Gossage didn’t have enough innings to qualify for league leaders (besides the fact that ERA+ wasn’t a stat back then), but the top mark in ERA+ in 1977 was his teammate John Candelaria at 159, a full 85 points lower. The stat ERA+ takes a pitcher’s ERA and normalizes it across the league. It has a base of 100 points, so a 100 means you are league average. In 1977, Candelaria’s ERA was 59% better than league average. That means Gossage was 144% better than league average.
Gossage also posted a .170 BAA, which gives him the best hits per nine innings rate in team history (5.278). Gossage’s 0.96 WHIP that season ranks fourth in team history, and it’s the best mark since 1919.
The Pirates acquired Gossage from the Chicago White Sox on December 10, 1976, along with reliever Terry Forster, in exchange for outfielder Richie Zisk and pitcher Silvio Martinez. Gossage led the AL in saves during the 1975 season, then was switched to a starting role in 1976, where he posted a 3.94 ERA in 224 innings. The Pirates switched him back to relief, though his usage wasn’t typical of what you would see now.

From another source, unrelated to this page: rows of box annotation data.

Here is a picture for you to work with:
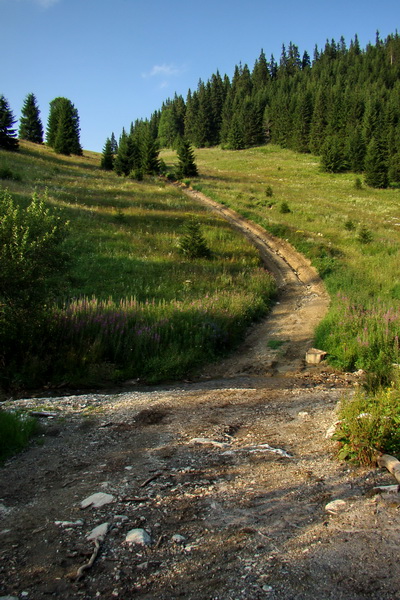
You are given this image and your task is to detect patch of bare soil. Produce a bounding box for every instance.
[0,195,400,600]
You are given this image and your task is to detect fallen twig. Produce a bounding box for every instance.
[121,496,154,502]
[76,539,100,581]
[376,454,400,484]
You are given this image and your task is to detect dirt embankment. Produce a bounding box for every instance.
[0,194,400,600]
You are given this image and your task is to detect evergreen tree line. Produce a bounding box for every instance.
[101,120,198,180]
[110,32,400,187]
[0,94,82,156]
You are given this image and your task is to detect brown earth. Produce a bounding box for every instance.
[0,191,400,600]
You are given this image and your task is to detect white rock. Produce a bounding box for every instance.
[86,523,109,542]
[325,500,347,515]
[125,529,152,546]
[297,410,310,419]
[189,438,229,448]
[81,492,114,508]
[172,533,186,544]
[325,421,342,440]
[54,519,83,527]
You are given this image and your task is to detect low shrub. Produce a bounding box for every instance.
[0,410,37,462]
[333,388,400,465]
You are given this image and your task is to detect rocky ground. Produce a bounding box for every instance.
[0,195,400,600]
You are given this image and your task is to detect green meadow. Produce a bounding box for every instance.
[0,142,275,387]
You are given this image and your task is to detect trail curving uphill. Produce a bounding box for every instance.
[178,187,329,377]
[0,190,400,600]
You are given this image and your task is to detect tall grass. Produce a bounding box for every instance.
[0,142,274,386]
[163,145,400,383]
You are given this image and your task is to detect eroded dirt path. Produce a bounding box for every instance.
[0,193,400,600]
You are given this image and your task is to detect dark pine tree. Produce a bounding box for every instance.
[228,113,245,150]
[364,138,389,188]
[19,94,43,144]
[114,129,136,177]
[178,139,198,177]
[46,97,82,156]
[100,138,114,171]
[0,95,19,150]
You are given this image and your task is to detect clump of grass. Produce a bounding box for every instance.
[333,388,400,465]
[344,219,356,231]
[267,340,286,350]
[0,410,37,462]
[316,294,400,389]
[0,167,22,181]
[357,225,373,244]
[265,185,274,198]
[279,201,292,215]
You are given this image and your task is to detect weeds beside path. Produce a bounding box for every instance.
[177,188,329,376]
[0,186,400,600]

Gossage made 72 appearances for the Pirates and pitched a total of 133 innings. He had 49 outings with more than one inning, he went 2+ innings on 37 occasions, and five times he went at least four innings. He threw shutout ball in all five of those 4+ inning outings. He came into 36 games with runners on base, stranding a total of 40 runners, and the Pirates were 50-22 in his appearances.
Goose finished with a 1.62 ERA, picking up 11 wins and recording 26 saves. He had 151 strikeouts, giving him a 10.2 SO/9IP rate, which was a team record at the time. He was elected to his third straight All-Star game appearance.

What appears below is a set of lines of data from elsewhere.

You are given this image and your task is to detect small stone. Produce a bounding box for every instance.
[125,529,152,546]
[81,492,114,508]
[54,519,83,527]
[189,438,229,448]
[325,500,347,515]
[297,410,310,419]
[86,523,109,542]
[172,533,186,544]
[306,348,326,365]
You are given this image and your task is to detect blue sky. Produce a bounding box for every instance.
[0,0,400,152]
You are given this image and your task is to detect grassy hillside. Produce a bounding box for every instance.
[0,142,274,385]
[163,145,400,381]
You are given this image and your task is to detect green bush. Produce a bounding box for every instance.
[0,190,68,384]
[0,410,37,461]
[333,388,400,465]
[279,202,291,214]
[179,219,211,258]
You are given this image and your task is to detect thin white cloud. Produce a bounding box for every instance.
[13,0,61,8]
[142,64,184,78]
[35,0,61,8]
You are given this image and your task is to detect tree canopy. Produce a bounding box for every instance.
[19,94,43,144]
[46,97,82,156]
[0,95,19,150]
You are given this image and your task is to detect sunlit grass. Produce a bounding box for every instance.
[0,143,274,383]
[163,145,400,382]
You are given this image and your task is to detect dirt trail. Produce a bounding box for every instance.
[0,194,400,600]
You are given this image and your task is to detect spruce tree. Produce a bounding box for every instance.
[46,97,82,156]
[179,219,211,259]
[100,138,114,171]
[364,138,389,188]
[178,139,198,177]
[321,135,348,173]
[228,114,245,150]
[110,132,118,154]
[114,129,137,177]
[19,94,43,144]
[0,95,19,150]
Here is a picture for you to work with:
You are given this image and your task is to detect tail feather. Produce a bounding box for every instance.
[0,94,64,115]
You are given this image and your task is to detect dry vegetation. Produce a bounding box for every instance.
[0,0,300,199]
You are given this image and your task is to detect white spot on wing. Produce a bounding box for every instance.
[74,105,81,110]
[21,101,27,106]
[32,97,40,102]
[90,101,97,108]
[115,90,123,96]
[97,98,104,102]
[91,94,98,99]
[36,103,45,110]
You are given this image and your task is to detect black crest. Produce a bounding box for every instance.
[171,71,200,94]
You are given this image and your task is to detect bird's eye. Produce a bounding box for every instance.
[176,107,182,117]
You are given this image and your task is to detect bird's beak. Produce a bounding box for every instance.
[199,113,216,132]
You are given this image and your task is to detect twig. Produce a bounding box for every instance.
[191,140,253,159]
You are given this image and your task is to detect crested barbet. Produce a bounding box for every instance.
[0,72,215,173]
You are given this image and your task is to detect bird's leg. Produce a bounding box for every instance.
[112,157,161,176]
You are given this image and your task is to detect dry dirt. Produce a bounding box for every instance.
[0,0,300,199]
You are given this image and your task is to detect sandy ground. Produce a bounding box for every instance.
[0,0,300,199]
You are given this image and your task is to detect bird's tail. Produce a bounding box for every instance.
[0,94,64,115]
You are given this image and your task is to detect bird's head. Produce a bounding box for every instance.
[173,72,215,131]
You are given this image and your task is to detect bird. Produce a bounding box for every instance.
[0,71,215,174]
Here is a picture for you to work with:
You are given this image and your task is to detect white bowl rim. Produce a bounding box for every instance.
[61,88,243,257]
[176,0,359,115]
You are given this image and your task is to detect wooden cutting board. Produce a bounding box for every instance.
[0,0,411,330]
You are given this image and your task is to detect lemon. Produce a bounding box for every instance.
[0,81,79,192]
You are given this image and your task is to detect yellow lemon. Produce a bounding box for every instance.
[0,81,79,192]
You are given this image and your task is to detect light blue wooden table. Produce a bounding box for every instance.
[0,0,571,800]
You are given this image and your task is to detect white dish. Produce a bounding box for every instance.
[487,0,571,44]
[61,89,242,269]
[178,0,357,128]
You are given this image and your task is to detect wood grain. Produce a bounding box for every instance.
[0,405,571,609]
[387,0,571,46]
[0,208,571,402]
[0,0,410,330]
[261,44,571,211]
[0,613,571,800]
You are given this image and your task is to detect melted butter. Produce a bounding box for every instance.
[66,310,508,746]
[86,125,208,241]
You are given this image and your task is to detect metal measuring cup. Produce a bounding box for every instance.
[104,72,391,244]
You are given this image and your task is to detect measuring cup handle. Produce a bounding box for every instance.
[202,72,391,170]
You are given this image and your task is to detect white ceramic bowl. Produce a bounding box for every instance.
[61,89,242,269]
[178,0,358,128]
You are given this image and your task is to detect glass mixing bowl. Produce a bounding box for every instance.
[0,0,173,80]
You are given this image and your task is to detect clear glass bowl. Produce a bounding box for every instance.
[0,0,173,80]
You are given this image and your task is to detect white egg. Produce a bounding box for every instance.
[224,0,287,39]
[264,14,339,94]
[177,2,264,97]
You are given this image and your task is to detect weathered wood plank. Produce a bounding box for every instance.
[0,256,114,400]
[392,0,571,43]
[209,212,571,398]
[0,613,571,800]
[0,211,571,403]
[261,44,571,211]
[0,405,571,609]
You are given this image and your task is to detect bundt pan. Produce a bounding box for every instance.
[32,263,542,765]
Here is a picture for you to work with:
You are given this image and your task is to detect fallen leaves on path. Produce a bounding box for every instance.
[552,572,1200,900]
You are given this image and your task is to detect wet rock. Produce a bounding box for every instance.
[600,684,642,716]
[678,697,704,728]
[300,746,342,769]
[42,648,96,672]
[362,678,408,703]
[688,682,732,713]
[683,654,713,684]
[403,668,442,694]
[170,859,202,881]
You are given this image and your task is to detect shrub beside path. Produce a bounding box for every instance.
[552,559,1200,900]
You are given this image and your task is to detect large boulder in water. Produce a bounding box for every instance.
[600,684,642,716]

His stay in Pittsburgh was brief. Gossage became a free agent after the 1977 season and he signed with the Yankees, who gave him a contract/bonus that was 10x what he was making before free agency. It would have been nice if the Pirates could have kept him longer, but things worked out for them. Kent Tekulve took over the closer role and just two years later, Pittsburgh won their fifth World Series title.